Construction of a cascade nanosystem to implement indirect and direct cell modulation for tumor microenvironment immunostimulation

Abstract

Reprogramming of tumor associated macrophages (TAMs) from M2 to M1 phenotype is becoming a feasible strategy for tumor immunotherapy, however, its efficacy is potentially constrained by the acellular components of immunosuppressive tumor microenvironment (TME). Herein, hollow MnO2 (HMnO2) nanoparticles were loaded with autophagy inhibitor chloroquine (CQ), carried both lactate oxidase (LOX) and glucose oxidase (GOX) on their surface, and further were camouflaged with tumor cell membrane, forming the final mCMLG nanoparticles for TME immunostimulation. After intravenous injection, mCMLG nanoparticles effectively accumulated in the tumor area and were taken up by tumor cells.
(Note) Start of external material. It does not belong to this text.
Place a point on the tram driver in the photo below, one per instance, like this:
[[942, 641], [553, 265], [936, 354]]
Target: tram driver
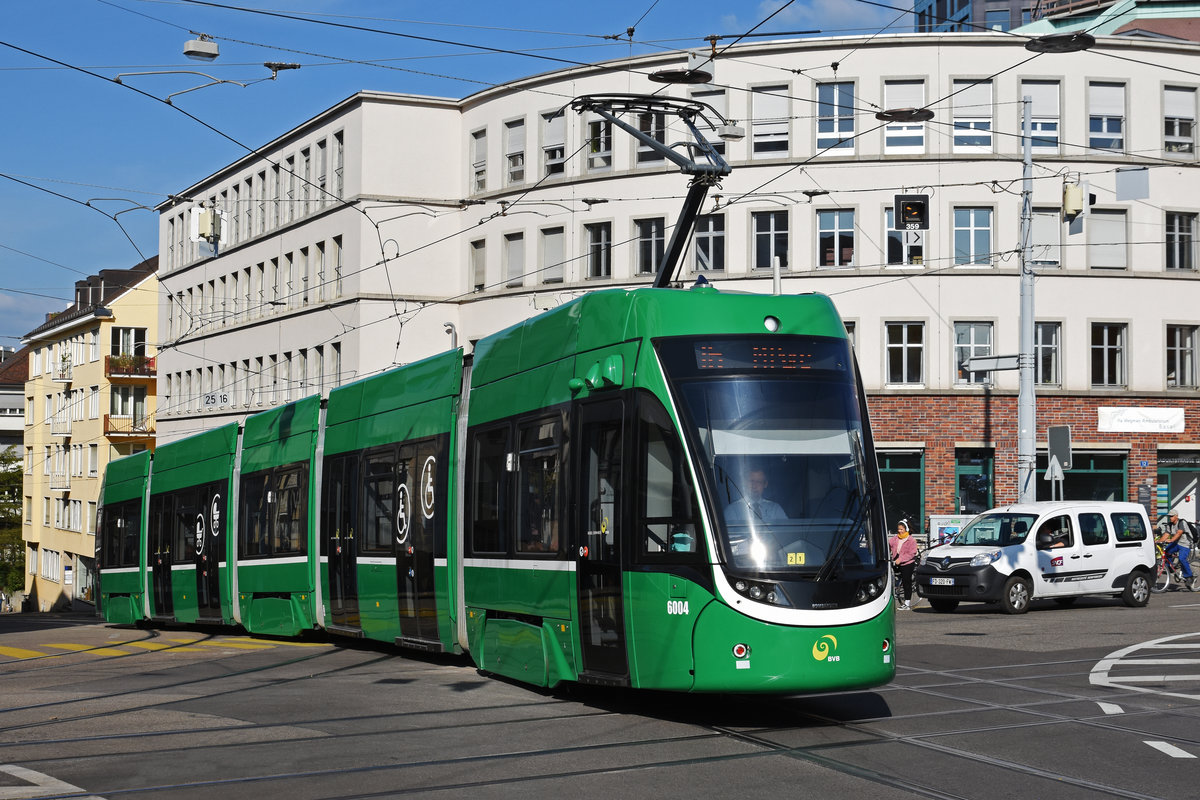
[[753, 506]]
Under the acidic conditions, MnO2 reacted with endogenous hydrogen peroxide (H2O2) to generate O2 and Mn2+, resulting in the exposure of LOX and GOX as well as the release of CQ. The exposed enzymes reduced the level of lactate (a predominant acellular component), alleviating the inhibition on TAM reprogramming; hydroxyl radical (·OH) generated by Fenton-like reaction of Mn2+ could directly promote this reprogramming, thus effectively facilitating the reprogramming of TME from immunosuppressive to immunostimulatory. Moreover, ·OH also induced chemodynamic therapy (CDT) effect against tumor cells, which was further amplified by CQ. This study corroborates that mCMLG nanoparticles can effectively inhibit tumor growth through the enhanced immunotherapy and CDT.